Top Takeaways: Boats, most Bass Pro’s owned Ranger brand, fill the parking lot. A Paula Deen’s Family Kitchen restaurant is attached to the store. Fishing supplies are front and center at entry. Men’s apparel is dominated by the retailer’s Red Head brand in jeans, workwear and shorts. Flannel-lined pants are $29.97. Columbia, The North Face and Ascend, a house label, are also featured. Footwear dept. is stocked with Cabela’s Red Head brand as well as New Balance, Saucony, Under Armour, Muck, Merrell, Teva, Columbia, Sperry and Vionic.

The Rundown: Eighteen months after the mega merger of outdoor retail giants Bass Pro and Cabela’s, steps in the integration process are well underway. But from a brick-and-mortar standpoint, there doesn’t appear to be favorite banner. Bass Pro and Cabela’s each have 77 U.S. doors as of late March. There are another 16 stores across Canada with 10 being Cabela’s locations. In the U.S., the corporate parent appears to have taken a hard look at rationalizing its door count and the favorite outdoor specialty banner in particular states, much like Coke versus Pepsi in the cola category. Some states, like Tennessee with its six, only have Bass Pro stores. Others, such as Kentucky and Idaho with three each, only have Cabela’s locations. And the big outdoor state of Texas has 14 stores, evenly divided between Cabela’s and Bass Pro.

Background: Bass Pro, majority owned by Johnny Morris, paid $61.50 a share, or approximately $5.0 billion in aggregate, to acquire its outdoor rival Cabela’s on September, 2017. Thirteen months after the transaction, Moody’s Investor’s Service cited many strategic benefits of the combination, including margin improvement from cost and margin synergies related to the ongoing integration of Cabela’s operations and better pro-forma credit metrics than initially projected.

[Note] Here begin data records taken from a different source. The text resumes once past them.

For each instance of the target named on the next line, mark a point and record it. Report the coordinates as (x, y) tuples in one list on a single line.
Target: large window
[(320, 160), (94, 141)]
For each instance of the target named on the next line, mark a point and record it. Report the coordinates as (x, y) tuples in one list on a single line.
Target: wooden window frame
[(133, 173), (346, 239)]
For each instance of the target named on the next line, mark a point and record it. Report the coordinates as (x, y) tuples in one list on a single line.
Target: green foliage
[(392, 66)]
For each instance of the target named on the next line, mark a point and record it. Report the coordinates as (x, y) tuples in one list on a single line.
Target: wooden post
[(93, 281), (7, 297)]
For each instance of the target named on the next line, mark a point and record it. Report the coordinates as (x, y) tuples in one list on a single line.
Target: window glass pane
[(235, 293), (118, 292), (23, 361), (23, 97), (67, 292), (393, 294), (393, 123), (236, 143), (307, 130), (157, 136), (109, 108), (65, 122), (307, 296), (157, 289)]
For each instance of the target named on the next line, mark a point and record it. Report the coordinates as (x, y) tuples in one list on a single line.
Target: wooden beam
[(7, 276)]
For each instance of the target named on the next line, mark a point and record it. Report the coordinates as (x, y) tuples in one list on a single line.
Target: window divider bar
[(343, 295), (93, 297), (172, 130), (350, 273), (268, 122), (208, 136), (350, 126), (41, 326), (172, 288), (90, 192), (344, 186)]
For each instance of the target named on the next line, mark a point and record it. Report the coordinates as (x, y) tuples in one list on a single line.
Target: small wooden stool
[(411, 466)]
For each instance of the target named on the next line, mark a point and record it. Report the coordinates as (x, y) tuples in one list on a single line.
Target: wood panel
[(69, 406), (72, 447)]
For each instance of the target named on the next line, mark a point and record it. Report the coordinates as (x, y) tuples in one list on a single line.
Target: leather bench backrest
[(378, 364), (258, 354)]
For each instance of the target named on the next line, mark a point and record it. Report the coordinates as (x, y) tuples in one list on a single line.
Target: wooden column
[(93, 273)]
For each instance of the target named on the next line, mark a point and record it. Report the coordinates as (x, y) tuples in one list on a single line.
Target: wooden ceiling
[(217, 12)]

With combined revenues of approximately $7.1 billion and an estimated 14 percent share of the U.S. retail sporting goods market, according to Euromonitor, the emerging entity is projected to benefit from its larger combined scale through meaningful cost savings and potential revenue synergies through 2020. Broad assortment ranging from hunt/fish and camping to golf, archery and key soft goods lowers the risk of declines in any one category.

Major 2018 Developments: Two of the biggest moves actually occurred in early 2019—an announcement that former Cabela’s distribution centers in Nebraska would shutter this spring and the January hiring of former Lowe’s chief customer officer Michael McDermott as the new president of omnichannel retail. Two developments last year signaled the company’s intent to make its vast network of retail square footage more productive—a July announced deal to add Sunglass Hut shops to 160 Bass Pro/Cabela’s stores and a subsequent report that Morris and Mark Wahlberg were huddling on possibly adding Wahlburgers’ restaurants in certain stores.

E-commerce: McDermott’s hire will likely have a significant impact in this area. It isn’t entirely clear what the combined entity’s e-commerce penetration is, but before the merger, Cabela’s was said to have a higher rate. While the staple, lower-margin hunting and shooting products won’t migrate online due to government purchase requisites (and could benefit from a steady exit from the category by Dick’s), Bass Pro/Cabela’s needs to make sure the outdoor set, especially younger consumers, don’t journey to Amazon and other websites for their online purchases.

What’s Next? As the integration of Cabela’s operations into the larger Bass Pro empire continues in 2019, Moody’s projects the business will benefit from Bass Pro’s execution with various cost-saving measures, more sales of higher-margined proprietary brands, stronger product assortment and growth in its boat business. Also, the investors service anticipates Bass Pro will be able to significantly reduce debt levels this year.